Он ждал у машины капитана Казати перед офицерским борделем, который отличался лишь ценой и меблировкой, но ритуал, чуть прикрашенный, был практически тот же и там.
— Ну как, поразвлекался? — подходя к машине, мрачно спросил офицер.
— Не слишком, синьор капитан. — Он чувствовал неловкость от всего происшедшего и вдобавок боялся подхватить дурную болезнь.
— «Нет убежища для грешника, — процитировал скорее для себя самого офицер, — ибо совесть находит его везде».
— Наверное, я никогда больше не пойду в бордель, синьор капитан, — сказал Чезаре.
— Я тоже каждый раз это себе говорю, — покачал головой офицер.
Чезаре открыл ему дверцу, захлопнул ее снаружи и, заняв за рулем свое место, завел мотор.
За год военной жизни Чезаре выучился многим вещам: он водил машину и мотоцикл, научился грамотно писать и гладко излагать свои мысли, умел повиноваться, но при случае умел и командовать. Но главное, что он приобрел — это знание того круга, к которому принадлежали офицеры, господа, усвоение их манер и привычек. Он уже знал, как ведет себя и как одевается настоящий синьор, а не просто богач, над чем господа смеются и что они предпочитают, умел отличить хорошую книжку от банальной, по-настоящему изящную вещь от всего лишь броской. Все это копилось, откладывалось в его цепкой памяти, все это должно было ему пригодиться потом.
— Прекрасная ночь, — откинувшись к спинке сиденья, заметил офицер.
— Да, синьор капитан. Ночь изумительная. — Был октябрь, и холодный воздух был насыщен ароматом полей. Звезды равнодушно глядели с неба на людские безумства и преступления. Где-то вдали были слышны пушечные выстрелы, горизонт прорезали всполохи огня. Чезаре делал все возможное, чтобы избежать многочисленных рытвин и ухабов, которые попадались на дороге.
— Есть известия из дому? — спросил Казати, взглянув на него.

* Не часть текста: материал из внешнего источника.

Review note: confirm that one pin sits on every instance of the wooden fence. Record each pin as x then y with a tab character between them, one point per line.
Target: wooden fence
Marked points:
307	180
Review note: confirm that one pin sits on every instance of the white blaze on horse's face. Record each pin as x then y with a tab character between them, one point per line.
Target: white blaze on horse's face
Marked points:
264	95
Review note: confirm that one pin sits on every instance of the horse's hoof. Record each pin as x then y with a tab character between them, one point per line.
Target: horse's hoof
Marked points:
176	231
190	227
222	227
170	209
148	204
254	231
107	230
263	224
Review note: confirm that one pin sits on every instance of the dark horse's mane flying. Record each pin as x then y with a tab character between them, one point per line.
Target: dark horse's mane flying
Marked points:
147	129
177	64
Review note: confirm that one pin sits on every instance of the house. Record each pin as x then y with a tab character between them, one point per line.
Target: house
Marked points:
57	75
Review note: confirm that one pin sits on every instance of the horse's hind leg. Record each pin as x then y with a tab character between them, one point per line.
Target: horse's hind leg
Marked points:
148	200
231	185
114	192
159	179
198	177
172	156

— Плохие, синьор капитан. — Накануне Джузеппина прислала ему очень печальное письмо.
— Денежные проблемы? — Здесь Казати готов был помочь. Он питал настоящее уважение к этому парню с острым умом и прирожденным тактом, позволявшим тому, не будучи дерзким, держать себя с офицером на равной ноге.

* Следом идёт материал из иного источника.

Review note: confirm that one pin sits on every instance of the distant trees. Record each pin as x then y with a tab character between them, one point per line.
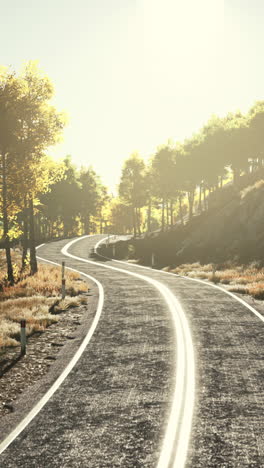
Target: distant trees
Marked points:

— Нет, синьор капитан, испанка. — Это была страшная эпидемия гриппа, охватившая всю страну. Медицина тут была практически бессильна — выживали лишь самые крепкие, умирало много стариков и детей.

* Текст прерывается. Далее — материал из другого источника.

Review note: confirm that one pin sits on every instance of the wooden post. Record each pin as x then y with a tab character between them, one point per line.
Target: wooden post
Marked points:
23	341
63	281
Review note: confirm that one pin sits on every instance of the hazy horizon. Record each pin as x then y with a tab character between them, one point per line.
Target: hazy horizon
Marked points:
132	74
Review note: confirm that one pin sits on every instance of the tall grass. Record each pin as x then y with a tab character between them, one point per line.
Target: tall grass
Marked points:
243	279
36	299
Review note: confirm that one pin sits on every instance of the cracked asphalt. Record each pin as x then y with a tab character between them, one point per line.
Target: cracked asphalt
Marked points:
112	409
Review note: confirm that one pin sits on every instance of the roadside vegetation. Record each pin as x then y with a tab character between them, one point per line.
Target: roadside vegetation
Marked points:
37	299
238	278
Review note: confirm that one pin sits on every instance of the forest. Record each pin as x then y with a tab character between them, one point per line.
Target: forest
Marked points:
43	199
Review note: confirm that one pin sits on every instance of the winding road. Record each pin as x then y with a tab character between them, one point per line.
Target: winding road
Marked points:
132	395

— Тогда я ничего не могу сделать для тебя.
— Да, синьор капитан.
— По моим сведениям, в Милане от нее умирает больше сотни человек в день. Это еще одна война.
— Но нет оружия, чтобы защититься. Джузеппина писала ему, что в каждом доме, в каждом подъезде был траур, что мэр города издал приказ, запрещающий похоронные процессии, чтобы еще больше не распространять эпидемию и не сеять панику среди населения.
— И твоей семьи это коснулось?
Навстречу промчался грузовик, который едва не задел их.
— Да, синьор капитан, — коротко ответил Чезаре, не отрывая глаз от дороги.
— Тяжело?
— Да, синьор. Двое младших умерли, — сказал Чезаре сдержанно. — А тот, которому десять лет, — в тяжелом состоянии.
Капитан Казати знал, что Чезаре любил своих братьев, и понимал, что эта сдержанность идет не от его равнодушия.
— И ты ничего не сказал? — упрекнул он.
— А что изменилось бы, если я рассказал бы вам?
Казати нечего было ответить. Опять этот парень ставил его в тупик. Что он за человек, этот молодой денщик: сумасшедший или философ?
— Странный ты тип, — сказал он, покачав головой. — Может, выправить тебе отпуск домой? — Ему хотелось что-нибудь сделать для Чезаре.